Cynics of the program fear that as more PRVs are awarded, the second-hand PRV market will become saturated, causing their value to plunge. As a result, the House Energy and Commerce Committee proposed an amendment to limit PRV redemption for specific drugs, including single-human drugs. Single-human drug applications are experimental medications granted under “compassionate use” programs for patients who have exhausted all other treatment options. If this amendment passed, PRVs would not be redeemed for earlier approval of common medications, limiting their scope. That same amendment also “proposed that PRVs only be awarded to companies with annual sales under $500 million,” according to an interview with Hayley Mason, a policy analyst at the National Organization for Rare Disorders (NORD). NORD adds that this “could cause a chilling effect.” Ultimately, the amendment was rejected.
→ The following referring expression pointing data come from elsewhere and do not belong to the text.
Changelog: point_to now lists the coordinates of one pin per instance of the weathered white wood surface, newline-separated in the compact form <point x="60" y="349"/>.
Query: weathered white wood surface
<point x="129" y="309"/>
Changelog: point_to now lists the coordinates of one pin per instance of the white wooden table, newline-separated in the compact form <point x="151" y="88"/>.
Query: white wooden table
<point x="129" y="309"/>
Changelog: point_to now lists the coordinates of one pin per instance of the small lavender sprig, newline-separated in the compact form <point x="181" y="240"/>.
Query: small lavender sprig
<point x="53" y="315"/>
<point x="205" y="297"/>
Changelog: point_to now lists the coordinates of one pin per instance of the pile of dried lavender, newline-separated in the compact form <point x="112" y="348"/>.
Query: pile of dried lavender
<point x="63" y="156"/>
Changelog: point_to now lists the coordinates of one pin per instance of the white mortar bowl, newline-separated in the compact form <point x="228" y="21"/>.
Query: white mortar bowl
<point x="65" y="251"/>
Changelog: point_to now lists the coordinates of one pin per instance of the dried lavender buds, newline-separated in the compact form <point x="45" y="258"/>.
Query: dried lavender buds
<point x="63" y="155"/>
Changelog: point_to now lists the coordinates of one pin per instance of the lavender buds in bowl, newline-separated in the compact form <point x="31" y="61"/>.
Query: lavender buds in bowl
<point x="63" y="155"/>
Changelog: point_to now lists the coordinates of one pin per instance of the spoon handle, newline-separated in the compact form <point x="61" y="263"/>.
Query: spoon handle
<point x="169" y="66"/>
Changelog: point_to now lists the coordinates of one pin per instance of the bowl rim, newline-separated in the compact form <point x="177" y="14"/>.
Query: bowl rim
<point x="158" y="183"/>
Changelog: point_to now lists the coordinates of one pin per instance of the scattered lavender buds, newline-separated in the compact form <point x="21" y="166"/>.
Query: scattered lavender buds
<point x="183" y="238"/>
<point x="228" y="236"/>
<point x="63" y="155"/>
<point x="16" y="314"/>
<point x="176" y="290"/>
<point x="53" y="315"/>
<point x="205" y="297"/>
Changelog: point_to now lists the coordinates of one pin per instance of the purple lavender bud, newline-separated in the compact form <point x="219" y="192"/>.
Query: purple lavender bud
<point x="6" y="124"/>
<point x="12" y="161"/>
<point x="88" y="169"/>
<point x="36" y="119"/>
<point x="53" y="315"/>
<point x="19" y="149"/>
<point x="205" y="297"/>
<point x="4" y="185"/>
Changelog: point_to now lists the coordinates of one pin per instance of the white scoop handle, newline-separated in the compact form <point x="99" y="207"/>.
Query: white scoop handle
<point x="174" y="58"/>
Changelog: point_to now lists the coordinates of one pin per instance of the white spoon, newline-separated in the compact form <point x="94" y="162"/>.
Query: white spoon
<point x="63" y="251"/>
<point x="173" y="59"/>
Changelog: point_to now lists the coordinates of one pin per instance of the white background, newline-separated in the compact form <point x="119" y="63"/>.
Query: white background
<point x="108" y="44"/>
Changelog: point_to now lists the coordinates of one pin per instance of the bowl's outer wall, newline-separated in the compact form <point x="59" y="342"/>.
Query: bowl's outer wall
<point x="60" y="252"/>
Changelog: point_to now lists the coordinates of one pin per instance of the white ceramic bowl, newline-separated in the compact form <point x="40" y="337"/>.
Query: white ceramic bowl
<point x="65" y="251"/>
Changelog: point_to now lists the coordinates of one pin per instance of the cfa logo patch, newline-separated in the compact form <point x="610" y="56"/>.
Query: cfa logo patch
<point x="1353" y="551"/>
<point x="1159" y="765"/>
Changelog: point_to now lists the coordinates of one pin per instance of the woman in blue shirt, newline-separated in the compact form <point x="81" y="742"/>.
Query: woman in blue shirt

As any free market believer knows, too much regulation on an already strong program is likely to hinder it.

The narrow patient populations pose a challenge for smaller biotechnology companies in particular, which cannot afford to take risks to develop drugs for rare disease programs.  The PRV program can open the door for these companies to focus on treatments for ultra-rare diseases without fear of bankruptcy, as a voucher approval can be sold for continued activity in research and development, as noted in NORD’s July 2024 PRV policy briefing.

Similarly, for larger pharmaceutical companies in competition when pursuing FDA approval for similar drugs, earning or purchasing the PRV for earlier approval is pivotal for branding recognition and recovering expenses. Imagine a scenario in which several companies are pursuing breakthrough therapies for a mass-market drug in the same disease. As all of them are nervously eyeing the timeline to file with the FDA, running neck-and-neck, purchasing a PRV from another company can earn them an FDA verdict four months sooner. This is not just a strategic advantage to enter the market before competitors, but also a lucrative one, as the first-to-market drug will benefit directly from name recognition, positive reputation, strong sales, and dominant market share due to rapid, immediate prescribing habits by doctors.
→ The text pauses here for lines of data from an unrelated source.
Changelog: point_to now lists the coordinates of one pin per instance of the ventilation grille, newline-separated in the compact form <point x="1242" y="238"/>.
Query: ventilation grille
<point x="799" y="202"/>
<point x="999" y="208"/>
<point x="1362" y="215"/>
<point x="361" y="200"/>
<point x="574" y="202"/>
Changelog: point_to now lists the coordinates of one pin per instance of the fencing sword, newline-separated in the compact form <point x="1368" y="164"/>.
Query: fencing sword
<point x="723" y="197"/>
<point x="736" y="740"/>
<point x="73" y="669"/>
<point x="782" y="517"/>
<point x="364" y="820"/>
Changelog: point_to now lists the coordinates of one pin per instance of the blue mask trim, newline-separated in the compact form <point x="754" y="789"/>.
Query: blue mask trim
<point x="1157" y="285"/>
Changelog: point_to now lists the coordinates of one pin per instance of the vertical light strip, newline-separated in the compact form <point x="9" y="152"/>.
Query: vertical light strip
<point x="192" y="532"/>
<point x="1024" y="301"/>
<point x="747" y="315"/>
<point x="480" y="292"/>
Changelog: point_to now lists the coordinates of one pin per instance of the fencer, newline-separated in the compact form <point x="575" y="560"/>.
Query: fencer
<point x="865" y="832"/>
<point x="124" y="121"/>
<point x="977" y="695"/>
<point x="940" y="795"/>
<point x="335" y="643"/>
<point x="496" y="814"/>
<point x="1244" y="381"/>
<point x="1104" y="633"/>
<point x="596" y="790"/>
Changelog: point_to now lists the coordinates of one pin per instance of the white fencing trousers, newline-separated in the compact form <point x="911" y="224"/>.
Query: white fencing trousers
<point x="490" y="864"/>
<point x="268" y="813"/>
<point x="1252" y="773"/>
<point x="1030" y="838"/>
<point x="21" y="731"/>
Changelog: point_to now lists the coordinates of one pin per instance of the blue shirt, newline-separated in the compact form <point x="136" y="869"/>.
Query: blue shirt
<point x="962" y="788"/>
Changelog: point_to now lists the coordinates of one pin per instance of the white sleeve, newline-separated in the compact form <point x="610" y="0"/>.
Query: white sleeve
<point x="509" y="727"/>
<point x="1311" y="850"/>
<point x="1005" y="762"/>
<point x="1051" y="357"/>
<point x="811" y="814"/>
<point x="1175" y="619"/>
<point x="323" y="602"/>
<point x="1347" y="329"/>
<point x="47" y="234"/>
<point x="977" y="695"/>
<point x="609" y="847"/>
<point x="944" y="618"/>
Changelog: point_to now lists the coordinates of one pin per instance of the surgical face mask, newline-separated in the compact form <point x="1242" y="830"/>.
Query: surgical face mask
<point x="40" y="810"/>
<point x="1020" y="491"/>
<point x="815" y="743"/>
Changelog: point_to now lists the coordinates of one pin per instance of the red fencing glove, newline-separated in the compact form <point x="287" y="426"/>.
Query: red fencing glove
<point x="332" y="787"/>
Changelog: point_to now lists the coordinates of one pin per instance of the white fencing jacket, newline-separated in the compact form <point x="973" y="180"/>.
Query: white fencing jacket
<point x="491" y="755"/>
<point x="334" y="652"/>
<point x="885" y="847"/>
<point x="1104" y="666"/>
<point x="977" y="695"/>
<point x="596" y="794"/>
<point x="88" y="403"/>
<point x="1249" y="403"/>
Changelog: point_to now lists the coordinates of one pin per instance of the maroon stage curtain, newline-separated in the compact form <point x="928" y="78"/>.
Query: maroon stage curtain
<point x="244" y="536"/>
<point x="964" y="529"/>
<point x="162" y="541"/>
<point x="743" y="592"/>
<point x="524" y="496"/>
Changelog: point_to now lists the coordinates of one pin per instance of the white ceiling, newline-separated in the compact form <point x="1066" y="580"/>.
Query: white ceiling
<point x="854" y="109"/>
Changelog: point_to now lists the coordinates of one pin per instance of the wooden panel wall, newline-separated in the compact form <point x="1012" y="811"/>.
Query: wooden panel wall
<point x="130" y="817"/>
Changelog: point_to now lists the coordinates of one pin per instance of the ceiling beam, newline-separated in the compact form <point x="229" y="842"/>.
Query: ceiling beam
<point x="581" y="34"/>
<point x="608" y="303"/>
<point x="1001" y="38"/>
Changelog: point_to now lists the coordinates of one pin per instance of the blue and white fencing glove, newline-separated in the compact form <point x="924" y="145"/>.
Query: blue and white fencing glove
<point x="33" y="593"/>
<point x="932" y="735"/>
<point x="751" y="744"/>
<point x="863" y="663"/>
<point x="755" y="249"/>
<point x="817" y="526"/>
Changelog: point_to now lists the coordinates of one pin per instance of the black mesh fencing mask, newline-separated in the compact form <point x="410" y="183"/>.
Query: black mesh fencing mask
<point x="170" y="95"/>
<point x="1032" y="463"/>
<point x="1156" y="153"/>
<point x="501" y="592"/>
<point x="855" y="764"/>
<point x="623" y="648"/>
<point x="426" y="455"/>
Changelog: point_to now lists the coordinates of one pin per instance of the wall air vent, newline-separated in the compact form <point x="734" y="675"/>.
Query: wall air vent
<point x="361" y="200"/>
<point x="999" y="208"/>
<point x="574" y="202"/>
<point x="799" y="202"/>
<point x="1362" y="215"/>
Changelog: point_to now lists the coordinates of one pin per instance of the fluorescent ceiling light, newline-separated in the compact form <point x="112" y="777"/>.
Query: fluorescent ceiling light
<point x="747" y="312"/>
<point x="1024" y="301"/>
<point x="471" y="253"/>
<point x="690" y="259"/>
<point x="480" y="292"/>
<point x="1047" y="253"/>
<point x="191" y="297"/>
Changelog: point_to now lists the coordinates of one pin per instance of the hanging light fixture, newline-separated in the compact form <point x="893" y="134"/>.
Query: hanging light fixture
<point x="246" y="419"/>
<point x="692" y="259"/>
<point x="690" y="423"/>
The PRV program has provided key market-based incentives for drug companies to focus on rare disease therapies that otherwise have less direct earning potential. It has spurred commitment to rare diseases and a robust development pipeline. It has brought hope that many new drug therapies will be approved, additional PRVs will be generated, and the trend will continue. This forges a clear and optimistic path forward for patients with critical unmet medical needs, managing historically under-researched rare diseases.

Importantly, the RPD PRV program is up for renewal in Congress in 2024, through the Creating Hope Reauthorization Act. The passage of this bill would renew the program for five more years. Mason adds that the FDA should create a database to store information regarding PRV awards and uses. According to Mason, currently “many of the transactions for PRVs are done in confidentiality,” so policy professionals have no easy way of tracking them. “To see the program’s full success, mandating reporting of the receiving, buying, selling, and redemption of PRVs should occur.” Mason and other policy analysts believe this improvement would strengthen the program by allowing its full potential to be systematically studied.